Various methods for filter dedusting have been proposed in the prior art. For example, backflushing solutions are known in which the flow direction of the air flow is reversed. As a result, the air flow flows from the clean side of the filter toward its dirty side for a short time. In order to enable this reversal of the flow direction, the pressure in the suction device is increased on the clean side of the filter, specifically preferably to a level which is above the pressure level on the dirty side of the filter. The efficiency of the filter dedusting depends in particular on the pressure difference between the dirty side of the filter and the clean side of the filter. A small pressure difference between the dirty side and the clean side of the filter of the suction device can lead to low efficiency of the filter dedusting, and therefore the filter may not be optimally dedusted under some circumstances. This may disadvantageously lead to a permanently reduced suction power of the suction device such that suction tasks to be carried out take longer and tie up more staff. In addition, the change intervals at which the filter of the suction device has to be replaced in order to guarantee or maintain a certain suction power may be shortened.

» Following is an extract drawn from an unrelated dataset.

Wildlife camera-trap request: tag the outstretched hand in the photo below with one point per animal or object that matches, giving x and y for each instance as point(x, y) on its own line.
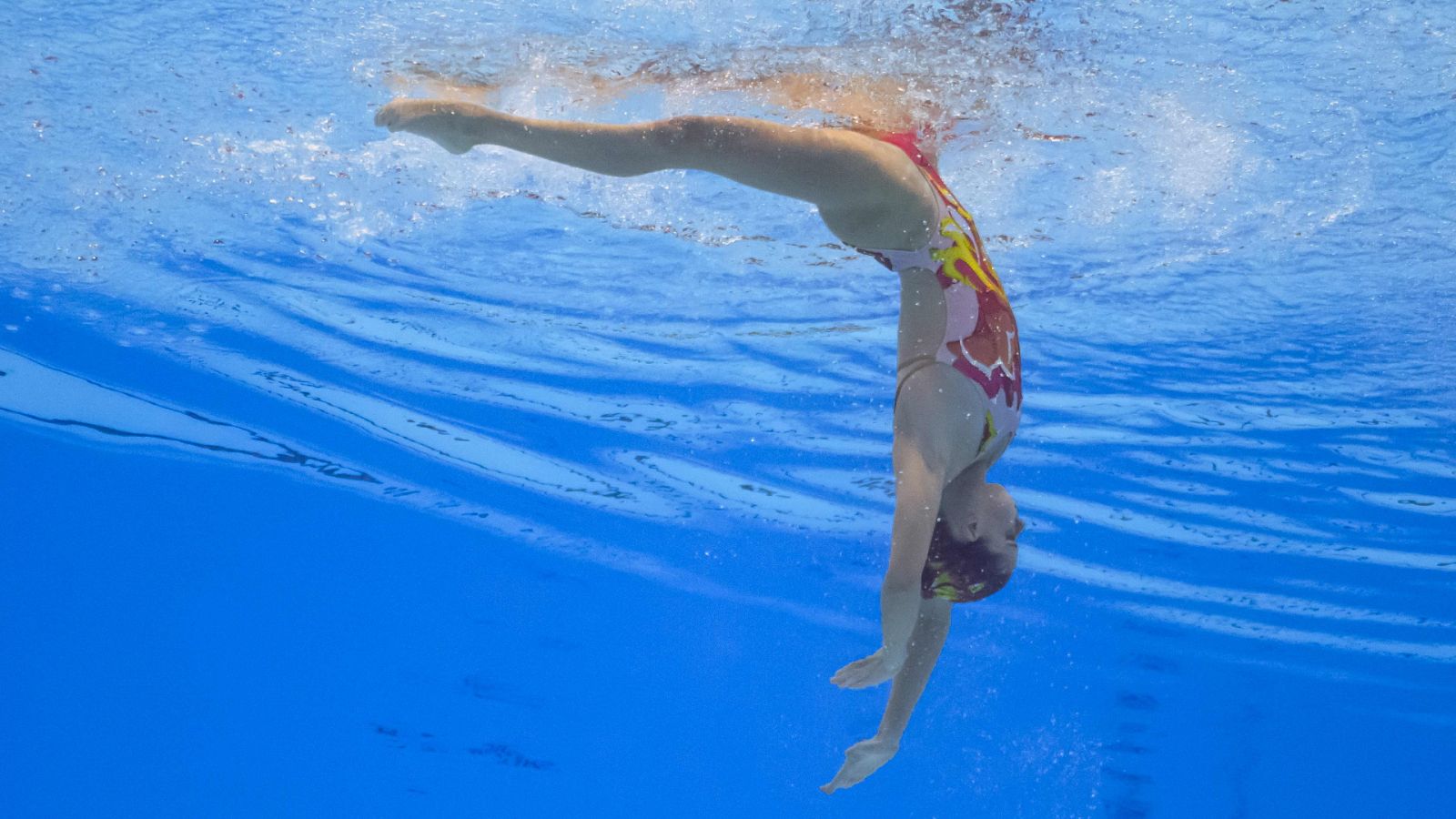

For example, DE 690 23 165 T2 discloses a remote control device for extraction or ventilation systems with a chamber, a driven extraction fan and at least one pipe.
EP 3 827 724 A1 discloses an extraction system comprising a central extraction system, a plurality of suction points fluidically connected to the extraction system, each with a throttle valve for each suction point and with a means for manually adjusting the throttle valve.
DE 20 2021 001444 U1 describes a vacuum cleaner with a tube extension that can be used as a catching tube for catching, viewing, studying and re-releasing insects.
DE 10 2015 108 559 A1 discloses an air filter that can be backflushed, in particular for a vacuum cleaner, with a filter element separating a clean air space from a suction material space, with the vacuum cleaner being able to be operated in a filter mode or in a backflushing mode.
US 2017 0151 524 A1 describes a system and a method for backflushing a vacuum cleaner filter.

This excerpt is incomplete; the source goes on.